Having explored Paul’s rejection of passion as a critique of American views of the self, desire and reason, he then simply says Paul’s view is “Not for me, thanks.” He is a little more attentive to the case against marriage as a critique of what he sees as the idolatry of the modern nuclear family, but too quick to dismiss the embarrassment of the ancient texts that find sex shameful. (I’m not suggesting that we should accept it, rather that it offers as much a critique of modern idolatries of sexual “fulfillment” as it does of those of the family.
I’m also not entirely sure where I stand in relation to Martin’s assertive non-foundationalism, and particularly his attack on scriptural or textual foundationalism. I think he offers the most persuasive argument for a community-bounded reader-response criticism that I have yet heard, not least because he takes the communion of saints in history as part of that reader-response community.

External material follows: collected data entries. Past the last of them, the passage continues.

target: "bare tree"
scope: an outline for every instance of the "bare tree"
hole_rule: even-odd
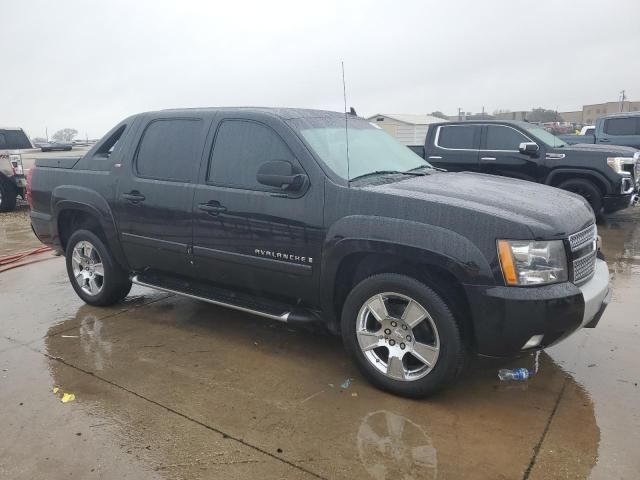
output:
[[[443,118],[444,120],[448,120],[449,119],[449,117],[447,117],[440,110],[436,110],[435,112],[431,112],[429,115],[431,115],[432,117],[436,117],[436,118]]]
[[[51,138],[56,142],[70,142],[76,135],[78,135],[78,130],[75,128],[63,128],[54,133]]]
[[[562,117],[558,115],[555,110],[549,110],[548,108],[534,108],[531,113],[527,115],[527,120],[530,122],[562,122]]]

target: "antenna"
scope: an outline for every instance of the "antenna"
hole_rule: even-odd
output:
[[[347,146],[347,186],[351,187],[351,177],[349,175],[349,117],[347,116],[347,84],[344,81],[344,61],[341,61],[342,65],[342,96],[344,98],[344,137]]]

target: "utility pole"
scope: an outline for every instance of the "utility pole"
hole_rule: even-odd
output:
[[[458,121],[462,120],[462,107],[458,107]]]
[[[624,111],[624,101],[627,99],[627,95],[624,90],[620,92],[620,111]]]
[[[47,142],[49,141],[49,129],[44,127],[44,136],[47,137]]]

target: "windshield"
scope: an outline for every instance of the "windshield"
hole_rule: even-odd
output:
[[[340,117],[298,118],[290,124],[333,172],[352,180],[373,172],[407,172],[431,168],[423,158],[389,136],[381,128],[359,118],[348,119],[349,165],[345,119]]]
[[[556,137],[553,133],[547,132],[544,128],[540,128],[535,125],[525,127],[525,129],[542,143],[548,147],[566,147],[567,144]]]

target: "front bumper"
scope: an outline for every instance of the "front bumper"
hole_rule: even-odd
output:
[[[553,345],[582,327],[594,327],[609,303],[609,270],[598,259],[593,277],[580,286],[569,282],[541,287],[467,285],[465,290],[477,352],[509,357]],[[542,336],[540,343],[524,348],[534,336]]]
[[[628,193],[626,195],[605,195],[602,198],[602,206],[606,213],[616,212],[632,206],[635,197],[636,193]]]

And yet … I agree with him that “the original meaning” of the text is always for us a reconstruction, and that the scriptural text itself bears witness to experience as the interpreter of scripture. But I do also think I want to give more weight, in between all the competing readings, to our reconstructed readings of the text in its socio-historical context. I’m just not entirely sure how I justify that, and perhaps its either some latent evangelical or modernist hangover. I think, however, it may also be taking seriously the witness of past readers to how this text (in their many diverse readings) has addressed them in blessing and judgement, in affirmation and disruption, and through that attentive hearing of the other in the text, they have heard and encountered the living Other.